道中のグルメでは、八戸方面へ足を延ばすなら「せんべい汁」が外せません。南部地方の郷土料理で、専用のせんべいを鶏ガラや醤油ベースの汁で煮込んだ温かい一品です。地元の食堂では1杯500〜800円程度で提供されており、寒い季節には特に体が温まります。また「味噌カレー牛乳ラーメン」は青森市発祥のご当地ラーメンで、一度食べると癖になる独特の風味が魅力です。
道の駅では青森りんごを使ったジェラートやアップルパイ、地元漁港直送の干物なども販売しており、ドライブのお供や土産物として重宝します。
酸ヶ湯温泉:ドライブの締めくくりに日本一の名湯へ
八甲田山麓に位置する酸ヶ湯温泉は、国民保養温泉地第1号に指定された歴史ある名湯です。青森市街から車で約45分、八甲田ドライブルートの途中に位置するため、コースBの帰路に自然と立ち寄れます。標高900mの山中にある湯屋は江戸時代から続く風格があり、総ヒバ造りの「ヒバ千人風呂」は日本最大級の混浴大浴場として知られています。
泉質は酸性の硫黄泉で、肌への刺激はありますが湯上がりはさっぱりとした感触。筋肉痛や疲労回復に効果があるとされ、長距離ドライブの疲れを癒すのに最適です。日帰り入浴は早朝8時から受け付けており、日没前に立ち寄れば露天風呂から八甲田の山々を眺める贅沢な時間が待っています。入浴料は大人1,000円程度で、タオルは売店で購入可能です。
冬季は積雪2〜3mに達することもあり、雪見温泉として格別の風情を味わえます。路面凍結が予想される場合は、宿泊して翌朝に帰路につくプランも検討してください。
安全・快適に走るための準備ガイド
青森のドライブを存分に楽しむためには、事前準備が欠かせません。レンタカーは青森駅前または青森空港で手配するのが便利で、軽自動車なら1日5,000〜6,000円、コンパクトカーなら7,000〜9,000円が目安です。冬季(11月〜4月上旬)は必ずスタッドレスタイヤ装着車を選び、チェーンの携行も検討しましょう。

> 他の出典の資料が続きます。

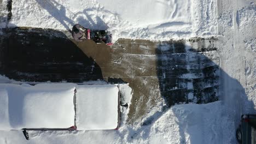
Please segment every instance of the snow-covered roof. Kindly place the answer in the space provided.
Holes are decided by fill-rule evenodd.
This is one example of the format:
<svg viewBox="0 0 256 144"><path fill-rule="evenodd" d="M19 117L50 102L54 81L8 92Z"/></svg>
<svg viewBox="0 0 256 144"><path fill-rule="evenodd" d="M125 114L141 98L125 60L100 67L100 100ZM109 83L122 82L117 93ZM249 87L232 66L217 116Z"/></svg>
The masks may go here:
<svg viewBox="0 0 256 144"><path fill-rule="evenodd" d="M119 90L117 86L78 86L76 89L78 130L118 127Z"/></svg>
<svg viewBox="0 0 256 144"><path fill-rule="evenodd" d="M74 125L74 89L58 84L0 84L0 129Z"/></svg>
<svg viewBox="0 0 256 144"><path fill-rule="evenodd" d="M74 125L75 88L78 129L117 127L118 88L115 85L0 84L0 130Z"/></svg>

ナビは最新地図データを確認し、山間部では電波が届かないエリアもあるため、オフラインマップのダウンロードを推奨します。ガソリンは市街地を出る前に満タンにしておくのが鉄則で、山間部ではスタンドが数十km間隔しかないこともあります。服装は夏でも山頂付近用に薄手のアウターを一枚用意し、雨具も携帯すると安心です。青森地方気象台のウェブサイトで道路情報や積雪状況を確認してから出発する習慣をつけましょう。